Le lien entre ces trois créations ? Elles ont été impulsées par un seul compositeur, Maurice Ravel, qui fut un des plus grands musiciens français de la fin du XIXème siècle.
Et d’abord pour ouvrir le bal, cette « Valse », chorégraphiée par Balanchine en 1951. Portant diadème, gants blancs et tutu noir et rouge, les filles forment des couples élégantissimes avec les garçons vêtus de noir et blanc. Pas de deux, pas de trois, ils dansent avec une grâce infinie sur cette musique, si ciselée, que Ravel composa dans les années 20, comme en hommage à la joie de vivre distillée par les valses viennoises de Strauss. Comme souvent avec Mister B, le plateau est nu, ou presque, pour que le regard puisse se concentrer sur la chorégraphie. C’est d’un raffinement fou.
Un petit saut dans le temps, et, visuellement, nous voici transportés dans un printemps radieux de la fin des années 20. Les danseurs portent des tenues rayées aux couleurs tendres. Chorégraphié par Jerome Robbins en 1975, « En Sol » propose un voyage à travers les sonorités du splendide concerto pour piano en sol majeur de Ravel. Pour les premier et troisième mouvements, gestuelle dynamique, aérienne et punchy. Pour l’andante, un des plus beaux jamais composés tous répertoires confondus, un pas de deux d’une extraordinaire fluidité, avec des portés aussi périlleux que sensuels. C’est d’une subjuguante beauté.
Enfin comme une apothéose de cette soirée, « Le Boléro ». La chorégraphie, qui garde son titre à l’œuvre de Ravel composée en 1928, est proposée par deux enfants terribles de la danse d’aujourd’hui, Sidi Larbi Cherkaoui et Damien Jalet. Dans une splendide scénographie kaléidoscopique et toute en miroirs de la plasticienne serbe Marina Abramovic, cette pièce fascine, par son étrangeté et son rythme qui s’accélère dans des tourbillons concentriques impressionnants jusqu’à laisser les danseurs comme exsangues.

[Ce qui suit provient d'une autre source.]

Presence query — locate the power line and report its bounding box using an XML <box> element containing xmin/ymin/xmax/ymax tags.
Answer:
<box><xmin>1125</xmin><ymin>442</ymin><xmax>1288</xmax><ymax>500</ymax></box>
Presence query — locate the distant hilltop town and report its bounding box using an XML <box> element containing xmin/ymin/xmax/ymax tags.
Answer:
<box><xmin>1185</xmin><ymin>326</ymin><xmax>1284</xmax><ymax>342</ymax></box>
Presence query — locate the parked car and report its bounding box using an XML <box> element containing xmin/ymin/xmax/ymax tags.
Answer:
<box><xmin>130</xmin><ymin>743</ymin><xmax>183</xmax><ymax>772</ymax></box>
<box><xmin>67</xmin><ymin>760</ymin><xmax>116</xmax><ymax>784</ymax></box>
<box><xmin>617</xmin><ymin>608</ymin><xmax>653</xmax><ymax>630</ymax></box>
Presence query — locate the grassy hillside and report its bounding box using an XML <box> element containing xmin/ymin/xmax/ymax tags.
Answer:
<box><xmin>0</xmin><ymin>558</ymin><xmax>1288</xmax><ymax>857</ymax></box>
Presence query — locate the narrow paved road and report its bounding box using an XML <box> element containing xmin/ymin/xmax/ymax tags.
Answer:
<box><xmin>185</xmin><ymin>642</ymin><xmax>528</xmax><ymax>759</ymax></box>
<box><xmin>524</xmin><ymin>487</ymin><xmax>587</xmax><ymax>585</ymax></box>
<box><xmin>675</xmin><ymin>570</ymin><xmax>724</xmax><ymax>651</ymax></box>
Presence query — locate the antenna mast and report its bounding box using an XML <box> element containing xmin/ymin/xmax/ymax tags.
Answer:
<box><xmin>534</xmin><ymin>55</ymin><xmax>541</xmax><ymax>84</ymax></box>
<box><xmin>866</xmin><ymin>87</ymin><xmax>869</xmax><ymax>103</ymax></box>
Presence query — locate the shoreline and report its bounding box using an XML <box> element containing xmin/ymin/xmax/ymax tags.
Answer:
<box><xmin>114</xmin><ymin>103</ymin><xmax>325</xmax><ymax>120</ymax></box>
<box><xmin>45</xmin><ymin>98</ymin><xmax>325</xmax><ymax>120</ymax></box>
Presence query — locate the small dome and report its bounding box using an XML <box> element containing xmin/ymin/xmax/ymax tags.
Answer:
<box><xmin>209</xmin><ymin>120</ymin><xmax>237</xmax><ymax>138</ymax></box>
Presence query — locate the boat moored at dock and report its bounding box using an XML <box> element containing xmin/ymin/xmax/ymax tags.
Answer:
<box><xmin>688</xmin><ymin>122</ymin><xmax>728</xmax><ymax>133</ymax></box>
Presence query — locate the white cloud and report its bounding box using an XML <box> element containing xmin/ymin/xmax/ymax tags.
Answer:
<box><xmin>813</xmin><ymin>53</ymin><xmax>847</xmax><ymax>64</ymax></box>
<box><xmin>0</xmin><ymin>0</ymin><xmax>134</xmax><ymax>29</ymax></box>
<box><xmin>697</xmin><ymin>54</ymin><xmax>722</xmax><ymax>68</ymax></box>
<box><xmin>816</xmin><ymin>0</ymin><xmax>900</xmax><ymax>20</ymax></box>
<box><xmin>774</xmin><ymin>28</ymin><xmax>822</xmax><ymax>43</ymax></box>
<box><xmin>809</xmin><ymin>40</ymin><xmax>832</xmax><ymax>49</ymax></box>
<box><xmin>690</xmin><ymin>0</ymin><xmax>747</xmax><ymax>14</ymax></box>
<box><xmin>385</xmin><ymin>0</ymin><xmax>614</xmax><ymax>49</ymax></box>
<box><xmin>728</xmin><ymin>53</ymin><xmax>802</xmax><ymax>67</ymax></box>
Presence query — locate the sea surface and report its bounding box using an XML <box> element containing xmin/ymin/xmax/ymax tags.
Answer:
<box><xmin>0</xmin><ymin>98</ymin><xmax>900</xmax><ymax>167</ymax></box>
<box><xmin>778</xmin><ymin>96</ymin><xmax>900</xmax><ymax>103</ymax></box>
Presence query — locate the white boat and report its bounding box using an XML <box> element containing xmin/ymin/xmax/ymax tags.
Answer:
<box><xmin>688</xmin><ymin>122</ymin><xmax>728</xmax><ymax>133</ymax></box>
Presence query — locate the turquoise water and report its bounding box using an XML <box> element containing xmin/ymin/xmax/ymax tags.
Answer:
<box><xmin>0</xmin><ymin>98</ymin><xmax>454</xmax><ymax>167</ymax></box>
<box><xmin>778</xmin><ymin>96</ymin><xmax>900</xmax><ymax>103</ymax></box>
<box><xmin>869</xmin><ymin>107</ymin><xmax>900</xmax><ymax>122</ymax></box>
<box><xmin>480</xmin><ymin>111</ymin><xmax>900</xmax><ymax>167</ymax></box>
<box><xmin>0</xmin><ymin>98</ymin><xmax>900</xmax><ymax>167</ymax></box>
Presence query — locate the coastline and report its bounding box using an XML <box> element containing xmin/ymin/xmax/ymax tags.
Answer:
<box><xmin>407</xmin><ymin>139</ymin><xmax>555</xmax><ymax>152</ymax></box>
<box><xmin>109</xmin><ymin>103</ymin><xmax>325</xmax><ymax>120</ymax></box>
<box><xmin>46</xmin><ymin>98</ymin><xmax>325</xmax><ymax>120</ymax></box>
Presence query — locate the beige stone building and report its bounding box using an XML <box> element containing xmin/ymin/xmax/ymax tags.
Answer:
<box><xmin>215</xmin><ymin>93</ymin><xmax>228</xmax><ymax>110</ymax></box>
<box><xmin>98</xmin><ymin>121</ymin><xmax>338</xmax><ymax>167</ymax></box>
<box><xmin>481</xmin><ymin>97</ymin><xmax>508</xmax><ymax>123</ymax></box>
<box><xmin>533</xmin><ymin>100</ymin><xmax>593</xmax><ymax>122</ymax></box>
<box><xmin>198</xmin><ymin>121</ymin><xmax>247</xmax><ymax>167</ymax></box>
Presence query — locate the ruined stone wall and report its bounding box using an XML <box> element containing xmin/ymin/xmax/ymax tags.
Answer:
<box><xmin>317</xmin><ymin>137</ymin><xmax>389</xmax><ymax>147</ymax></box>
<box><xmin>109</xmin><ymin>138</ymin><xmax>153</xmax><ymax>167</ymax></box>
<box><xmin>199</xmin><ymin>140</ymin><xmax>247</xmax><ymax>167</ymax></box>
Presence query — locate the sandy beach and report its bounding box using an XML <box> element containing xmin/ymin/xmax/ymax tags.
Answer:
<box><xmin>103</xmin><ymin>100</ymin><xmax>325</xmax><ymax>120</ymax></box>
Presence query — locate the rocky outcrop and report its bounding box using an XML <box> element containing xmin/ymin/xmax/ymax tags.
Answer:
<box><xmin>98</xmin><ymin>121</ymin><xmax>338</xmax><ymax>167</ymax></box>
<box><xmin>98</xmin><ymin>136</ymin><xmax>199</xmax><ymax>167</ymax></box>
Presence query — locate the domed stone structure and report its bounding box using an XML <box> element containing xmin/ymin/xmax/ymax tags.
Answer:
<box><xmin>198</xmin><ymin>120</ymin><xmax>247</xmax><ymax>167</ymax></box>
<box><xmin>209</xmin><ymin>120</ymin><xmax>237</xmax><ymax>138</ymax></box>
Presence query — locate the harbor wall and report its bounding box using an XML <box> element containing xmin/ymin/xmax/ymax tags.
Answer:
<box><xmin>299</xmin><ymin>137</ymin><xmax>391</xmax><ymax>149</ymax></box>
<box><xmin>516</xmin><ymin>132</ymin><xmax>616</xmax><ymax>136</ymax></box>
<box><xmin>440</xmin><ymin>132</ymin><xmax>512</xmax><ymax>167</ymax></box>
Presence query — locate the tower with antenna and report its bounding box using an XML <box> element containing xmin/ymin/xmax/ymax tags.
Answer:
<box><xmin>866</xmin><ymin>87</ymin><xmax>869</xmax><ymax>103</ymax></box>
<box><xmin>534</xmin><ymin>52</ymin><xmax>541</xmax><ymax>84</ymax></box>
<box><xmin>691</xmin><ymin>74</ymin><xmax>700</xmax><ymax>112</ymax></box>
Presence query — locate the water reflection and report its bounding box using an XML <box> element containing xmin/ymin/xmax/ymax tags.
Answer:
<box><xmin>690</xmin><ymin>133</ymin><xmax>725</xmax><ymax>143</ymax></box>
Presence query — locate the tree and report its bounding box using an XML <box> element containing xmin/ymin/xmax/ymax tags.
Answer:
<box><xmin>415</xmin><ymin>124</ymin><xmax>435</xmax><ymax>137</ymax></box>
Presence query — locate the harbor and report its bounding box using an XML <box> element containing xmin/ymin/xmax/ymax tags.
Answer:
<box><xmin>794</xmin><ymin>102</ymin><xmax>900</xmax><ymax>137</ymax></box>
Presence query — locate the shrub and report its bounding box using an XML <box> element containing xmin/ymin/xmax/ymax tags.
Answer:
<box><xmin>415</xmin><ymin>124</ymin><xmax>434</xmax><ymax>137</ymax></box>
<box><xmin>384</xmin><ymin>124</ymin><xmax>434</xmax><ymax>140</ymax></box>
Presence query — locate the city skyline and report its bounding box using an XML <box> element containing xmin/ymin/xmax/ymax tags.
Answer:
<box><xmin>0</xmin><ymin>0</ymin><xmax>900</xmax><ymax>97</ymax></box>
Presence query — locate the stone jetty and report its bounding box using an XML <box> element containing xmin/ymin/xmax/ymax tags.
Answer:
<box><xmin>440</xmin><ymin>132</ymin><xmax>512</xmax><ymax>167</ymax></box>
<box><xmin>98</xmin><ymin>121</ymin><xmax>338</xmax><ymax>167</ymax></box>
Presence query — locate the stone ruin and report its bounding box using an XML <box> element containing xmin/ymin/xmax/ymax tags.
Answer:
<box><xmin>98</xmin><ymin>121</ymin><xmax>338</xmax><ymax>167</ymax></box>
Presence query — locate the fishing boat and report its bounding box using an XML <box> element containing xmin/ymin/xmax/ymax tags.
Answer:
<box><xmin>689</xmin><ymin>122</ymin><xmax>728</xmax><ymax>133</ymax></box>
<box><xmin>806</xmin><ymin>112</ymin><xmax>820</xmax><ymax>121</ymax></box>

Maquillés de noir, ces derniers sont habillés de longues robes de dentelle arachnéenne sur lesquelles sont peints des squelettes. Hypnotique !
Points forts
Saluons d’abord cette belle idée d’avoir dédié cette soirée à Maurice Ravel. Ses trois pièces montre la diversité de l’inspiration de ce musicien qui sut naviguer avec audace entre modernité, tradition française et influences étrangères.
Saluons, dans la foulée, l’interprétation musicale des œuvres présentées ici. A la fois impétueux, précis, plein de retenue et de délicatesse aussi quand les partitions l’exigent, le jeune chef français Maxime Pascal obtient le meilleur de l’Orchestre de l’Opéra de Paris. Quant au soliste Emmanuel Strosser, il a été, dans le concerto pour Piano, à la hauteur de sa réputation de pianiste international.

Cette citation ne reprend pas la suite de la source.